Österreicherin belegt in Imola Rang 18 zum Auftakt

Kiesenhofer litt bis zur Halbzeit des WM-Zeitfahrens

Von Peter Maurer aus Imola

Foto zu dem Text "Kiesenhofer litt bis zur Halbzeit des WM-Zeitfahrens"
Anna Kiesenhofer im WM-Zeitfahren von Imola | Foto: Cor Vos

24.09.2020  |  (rsn) - Anna Kiesenhofer hat zum Auftakt der Straßen-Weltmeisterschaften in Imola Rang 18 im Zeitfahren belegt. Die 29-jährige Niederösterreicherin konnte sich im Vergleich zum Vorjahr um zwei Positionen verbessern und das erste Top-20-Resultat für das rot-weiß-rote Team bei den Welttitelkämpfen in Italien herausfahren.
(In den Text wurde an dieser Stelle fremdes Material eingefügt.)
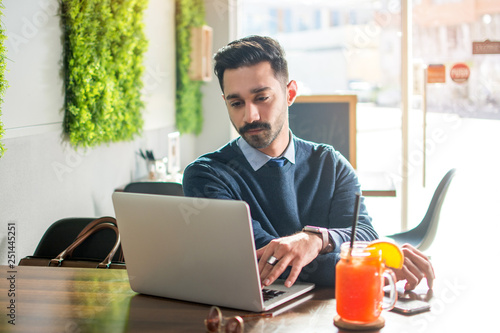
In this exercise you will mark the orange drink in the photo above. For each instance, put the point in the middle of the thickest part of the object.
(359, 284)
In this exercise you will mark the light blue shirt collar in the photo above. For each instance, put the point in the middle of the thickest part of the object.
(257, 159)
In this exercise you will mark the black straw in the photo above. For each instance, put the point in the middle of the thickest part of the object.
(355, 221)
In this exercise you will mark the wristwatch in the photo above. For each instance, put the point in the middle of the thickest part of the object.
(325, 236)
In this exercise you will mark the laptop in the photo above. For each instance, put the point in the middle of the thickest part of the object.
(195, 249)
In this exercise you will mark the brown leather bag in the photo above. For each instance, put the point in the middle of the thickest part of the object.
(64, 258)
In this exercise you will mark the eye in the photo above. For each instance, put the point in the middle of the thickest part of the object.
(235, 104)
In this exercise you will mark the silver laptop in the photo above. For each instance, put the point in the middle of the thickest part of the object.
(195, 249)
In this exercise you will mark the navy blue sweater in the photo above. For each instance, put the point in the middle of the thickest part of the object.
(319, 189)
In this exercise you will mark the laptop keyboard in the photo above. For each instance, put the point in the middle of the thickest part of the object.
(268, 294)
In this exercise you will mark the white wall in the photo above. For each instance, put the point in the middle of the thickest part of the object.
(42, 178)
(220, 15)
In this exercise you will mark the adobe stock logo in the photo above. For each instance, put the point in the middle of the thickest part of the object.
(31, 26)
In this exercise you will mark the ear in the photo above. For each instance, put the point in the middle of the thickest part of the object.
(291, 91)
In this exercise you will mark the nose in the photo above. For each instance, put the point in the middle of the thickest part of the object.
(251, 113)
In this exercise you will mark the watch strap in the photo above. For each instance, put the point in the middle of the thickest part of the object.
(327, 245)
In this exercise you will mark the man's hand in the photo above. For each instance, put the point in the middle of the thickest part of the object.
(297, 251)
(416, 266)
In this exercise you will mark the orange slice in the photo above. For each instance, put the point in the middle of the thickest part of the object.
(392, 255)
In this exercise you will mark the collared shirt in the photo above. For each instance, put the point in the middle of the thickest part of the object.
(257, 159)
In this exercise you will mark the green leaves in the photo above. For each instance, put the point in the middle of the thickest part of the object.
(3, 81)
(189, 117)
(104, 44)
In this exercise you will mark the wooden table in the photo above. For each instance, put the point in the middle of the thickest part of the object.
(91, 300)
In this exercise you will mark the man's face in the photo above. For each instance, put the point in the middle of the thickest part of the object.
(257, 103)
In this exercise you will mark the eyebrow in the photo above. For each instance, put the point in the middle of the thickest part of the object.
(253, 91)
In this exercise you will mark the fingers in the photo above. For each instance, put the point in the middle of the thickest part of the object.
(416, 266)
(297, 251)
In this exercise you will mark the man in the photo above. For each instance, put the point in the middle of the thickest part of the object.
(315, 185)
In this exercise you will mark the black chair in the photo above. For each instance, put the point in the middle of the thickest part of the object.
(64, 231)
(165, 188)
(423, 235)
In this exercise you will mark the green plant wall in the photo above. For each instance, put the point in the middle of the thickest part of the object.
(189, 117)
(104, 44)
(3, 81)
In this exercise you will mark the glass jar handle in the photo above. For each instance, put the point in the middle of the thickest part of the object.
(393, 295)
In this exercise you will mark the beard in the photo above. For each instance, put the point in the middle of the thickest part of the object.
(265, 137)
(261, 140)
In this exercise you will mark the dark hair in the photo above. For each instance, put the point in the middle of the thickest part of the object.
(249, 51)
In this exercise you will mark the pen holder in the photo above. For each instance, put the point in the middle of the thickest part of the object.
(157, 169)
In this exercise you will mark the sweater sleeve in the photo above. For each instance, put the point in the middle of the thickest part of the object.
(320, 271)
(343, 205)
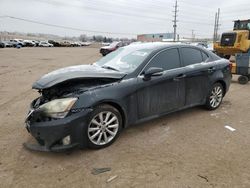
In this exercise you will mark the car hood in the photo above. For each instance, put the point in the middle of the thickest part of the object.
(107, 47)
(75, 73)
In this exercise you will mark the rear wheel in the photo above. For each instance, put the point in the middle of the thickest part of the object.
(104, 127)
(215, 97)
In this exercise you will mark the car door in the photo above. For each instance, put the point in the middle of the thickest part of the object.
(197, 74)
(165, 92)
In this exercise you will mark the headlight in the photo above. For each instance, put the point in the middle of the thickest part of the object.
(58, 108)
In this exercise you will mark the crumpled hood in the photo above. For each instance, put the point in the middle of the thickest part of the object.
(73, 73)
(107, 47)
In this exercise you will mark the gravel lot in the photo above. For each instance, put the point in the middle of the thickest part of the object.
(188, 149)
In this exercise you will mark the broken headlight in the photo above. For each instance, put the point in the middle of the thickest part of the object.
(58, 108)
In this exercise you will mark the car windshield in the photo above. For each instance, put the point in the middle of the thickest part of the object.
(124, 60)
(242, 25)
(113, 44)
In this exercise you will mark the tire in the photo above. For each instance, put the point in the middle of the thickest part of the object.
(215, 97)
(243, 80)
(104, 127)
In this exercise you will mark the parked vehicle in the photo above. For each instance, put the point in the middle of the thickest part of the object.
(55, 44)
(112, 47)
(29, 43)
(85, 43)
(65, 44)
(89, 105)
(36, 42)
(45, 44)
(16, 42)
(8, 44)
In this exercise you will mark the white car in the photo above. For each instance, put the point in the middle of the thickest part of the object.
(45, 44)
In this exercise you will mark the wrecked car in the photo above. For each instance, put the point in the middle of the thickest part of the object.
(89, 105)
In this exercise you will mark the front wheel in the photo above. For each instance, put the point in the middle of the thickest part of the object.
(104, 127)
(215, 97)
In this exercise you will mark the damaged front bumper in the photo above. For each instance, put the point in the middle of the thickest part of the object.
(50, 134)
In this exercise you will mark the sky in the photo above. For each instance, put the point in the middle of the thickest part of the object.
(120, 18)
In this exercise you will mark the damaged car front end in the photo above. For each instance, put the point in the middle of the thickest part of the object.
(56, 119)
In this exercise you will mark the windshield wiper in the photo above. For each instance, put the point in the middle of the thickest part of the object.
(109, 67)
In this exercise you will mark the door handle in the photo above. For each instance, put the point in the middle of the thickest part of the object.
(181, 76)
(211, 70)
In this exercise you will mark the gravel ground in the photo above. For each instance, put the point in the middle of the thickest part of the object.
(191, 148)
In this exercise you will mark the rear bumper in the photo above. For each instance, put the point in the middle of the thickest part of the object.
(49, 134)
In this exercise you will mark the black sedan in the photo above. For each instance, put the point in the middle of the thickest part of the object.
(89, 105)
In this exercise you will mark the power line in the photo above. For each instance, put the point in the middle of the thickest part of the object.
(126, 14)
(66, 27)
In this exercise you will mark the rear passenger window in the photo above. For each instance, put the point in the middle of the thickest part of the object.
(168, 59)
(191, 56)
(204, 56)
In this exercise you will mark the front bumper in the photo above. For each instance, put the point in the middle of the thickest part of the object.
(49, 134)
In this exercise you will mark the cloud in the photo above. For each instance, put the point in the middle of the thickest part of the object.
(121, 16)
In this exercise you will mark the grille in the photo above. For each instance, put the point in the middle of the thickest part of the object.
(228, 39)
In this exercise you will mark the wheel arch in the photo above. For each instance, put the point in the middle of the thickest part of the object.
(118, 107)
(223, 83)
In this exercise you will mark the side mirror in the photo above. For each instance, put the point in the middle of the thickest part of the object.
(152, 71)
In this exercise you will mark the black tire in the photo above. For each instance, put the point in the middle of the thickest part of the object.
(243, 80)
(110, 138)
(209, 104)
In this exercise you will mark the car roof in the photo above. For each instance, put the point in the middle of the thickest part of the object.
(154, 45)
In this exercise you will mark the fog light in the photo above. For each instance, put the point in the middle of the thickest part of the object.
(66, 140)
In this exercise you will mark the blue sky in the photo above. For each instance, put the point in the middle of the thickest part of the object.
(121, 16)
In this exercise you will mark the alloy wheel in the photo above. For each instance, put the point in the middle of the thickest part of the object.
(216, 96)
(103, 128)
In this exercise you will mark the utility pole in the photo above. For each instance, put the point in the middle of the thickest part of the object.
(193, 36)
(218, 19)
(216, 25)
(175, 19)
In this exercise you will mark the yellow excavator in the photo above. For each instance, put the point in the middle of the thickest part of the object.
(236, 41)
(236, 44)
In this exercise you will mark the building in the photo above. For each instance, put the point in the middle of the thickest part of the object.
(156, 37)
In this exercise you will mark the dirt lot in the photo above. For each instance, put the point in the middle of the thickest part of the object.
(186, 149)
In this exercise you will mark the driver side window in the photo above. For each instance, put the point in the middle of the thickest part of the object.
(167, 60)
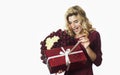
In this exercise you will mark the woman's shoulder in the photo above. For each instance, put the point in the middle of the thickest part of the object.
(94, 35)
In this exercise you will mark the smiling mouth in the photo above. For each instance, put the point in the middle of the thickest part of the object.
(75, 29)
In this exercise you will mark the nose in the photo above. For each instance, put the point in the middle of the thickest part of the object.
(73, 25)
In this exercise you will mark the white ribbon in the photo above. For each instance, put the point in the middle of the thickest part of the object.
(66, 53)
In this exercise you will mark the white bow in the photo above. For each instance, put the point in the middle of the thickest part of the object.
(66, 53)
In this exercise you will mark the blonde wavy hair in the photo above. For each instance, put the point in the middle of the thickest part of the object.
(77, 10)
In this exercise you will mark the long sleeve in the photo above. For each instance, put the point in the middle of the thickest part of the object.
(96, 47)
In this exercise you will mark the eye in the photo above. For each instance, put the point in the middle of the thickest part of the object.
(70, 22)
(76, 21)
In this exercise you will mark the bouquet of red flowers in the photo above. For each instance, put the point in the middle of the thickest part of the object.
(56, 39)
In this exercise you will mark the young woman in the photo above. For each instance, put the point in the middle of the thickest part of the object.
(79, 27)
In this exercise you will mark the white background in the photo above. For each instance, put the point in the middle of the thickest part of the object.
(24, 23)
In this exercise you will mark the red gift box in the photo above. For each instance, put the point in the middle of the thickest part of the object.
(56, 61)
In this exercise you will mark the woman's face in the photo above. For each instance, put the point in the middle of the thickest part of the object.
(75, 24)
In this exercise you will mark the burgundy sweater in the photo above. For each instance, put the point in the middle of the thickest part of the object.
(95, 45)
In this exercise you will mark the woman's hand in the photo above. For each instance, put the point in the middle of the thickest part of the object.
(84, 40)
(60, 71)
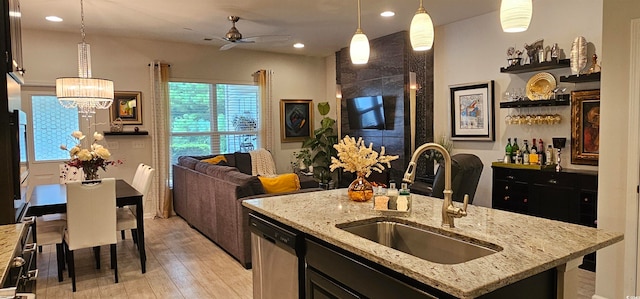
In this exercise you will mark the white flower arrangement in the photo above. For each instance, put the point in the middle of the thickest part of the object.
(89, 159)
(354, 156)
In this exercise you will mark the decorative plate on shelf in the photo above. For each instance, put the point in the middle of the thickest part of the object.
(541, 86)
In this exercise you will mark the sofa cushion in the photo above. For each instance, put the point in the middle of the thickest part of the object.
(248, 184)
(243, 162)
(218, 160)
(231, 159)
(219, 171)
(282, 183)
(188, 162)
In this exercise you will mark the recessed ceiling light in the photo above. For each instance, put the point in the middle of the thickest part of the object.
(387, 14)
(53, 19)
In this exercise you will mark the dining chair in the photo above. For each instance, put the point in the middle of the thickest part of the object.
(123, 216)
(91, 221)
(50, 235)
(54, 222)
(126, 216)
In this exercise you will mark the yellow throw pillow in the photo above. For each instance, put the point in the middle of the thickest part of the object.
(216, 160)
(282, 183)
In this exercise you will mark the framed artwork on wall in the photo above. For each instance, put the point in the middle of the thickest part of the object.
(296, 120)
(127, 105)
(472, 111)
(585, 127)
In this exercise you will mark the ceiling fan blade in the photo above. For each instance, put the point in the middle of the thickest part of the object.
(267, 38)
(227, 46)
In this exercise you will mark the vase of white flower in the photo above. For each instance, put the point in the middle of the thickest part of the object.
(354, 156)
(88, 159)
(360, 189)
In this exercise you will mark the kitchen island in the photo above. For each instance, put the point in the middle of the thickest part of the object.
(10, 235)
(528, 245)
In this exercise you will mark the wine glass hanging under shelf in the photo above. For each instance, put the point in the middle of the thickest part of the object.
(533, 119)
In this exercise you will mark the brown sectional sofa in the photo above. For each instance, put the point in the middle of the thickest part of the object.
(209, 197)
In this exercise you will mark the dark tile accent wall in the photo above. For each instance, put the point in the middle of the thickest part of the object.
(387, 74)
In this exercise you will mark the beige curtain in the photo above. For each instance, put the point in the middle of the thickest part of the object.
(263, 79)
(159, 74)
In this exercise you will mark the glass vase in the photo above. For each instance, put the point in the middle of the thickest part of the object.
(90, 173)
(360, 189)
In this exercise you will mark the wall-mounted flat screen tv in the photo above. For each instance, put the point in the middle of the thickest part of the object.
(366, 113)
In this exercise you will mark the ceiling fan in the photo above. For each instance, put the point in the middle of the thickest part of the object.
(234, 37)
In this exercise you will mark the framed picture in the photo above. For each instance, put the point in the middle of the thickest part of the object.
(472, 107)
(127, 105)
(585, 127)
(296, 120)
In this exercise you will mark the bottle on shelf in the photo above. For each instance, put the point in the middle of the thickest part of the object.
(541, 157)
(533, 155)
(514, 149)
(507, 152)
(549, 155)
(525, 153)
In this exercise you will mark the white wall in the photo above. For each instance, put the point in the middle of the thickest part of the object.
(474, 49)
(615, 273)
(48, 55)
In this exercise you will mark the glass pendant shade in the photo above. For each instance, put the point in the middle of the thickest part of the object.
(421, 30)
(359, 48)
(84, 92)
(515, 15)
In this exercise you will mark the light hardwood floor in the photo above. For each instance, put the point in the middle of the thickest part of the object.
(181, 263)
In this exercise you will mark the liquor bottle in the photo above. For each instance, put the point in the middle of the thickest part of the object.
(525, 153)
(533, 156)
(507, 152)
(514, 149)
(541, 159)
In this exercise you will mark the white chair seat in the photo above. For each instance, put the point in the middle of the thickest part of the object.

"In Summe war das Rennen gut, weil ich alles gegeben habe. Ich hoffe nicht, dass es wieder so ist, dass nur wenige Sekunden auf Rang 12 fehlen", berichtete die in Lausanne lebende Österreicherin direkt nach dem Rennen. Denn vor einem Jahr fehlten ihr in Harrogate 15 Sekunden auf den 12. Rang, der damals die Olympia-Qualifikation für Tokio bedeutet hätte.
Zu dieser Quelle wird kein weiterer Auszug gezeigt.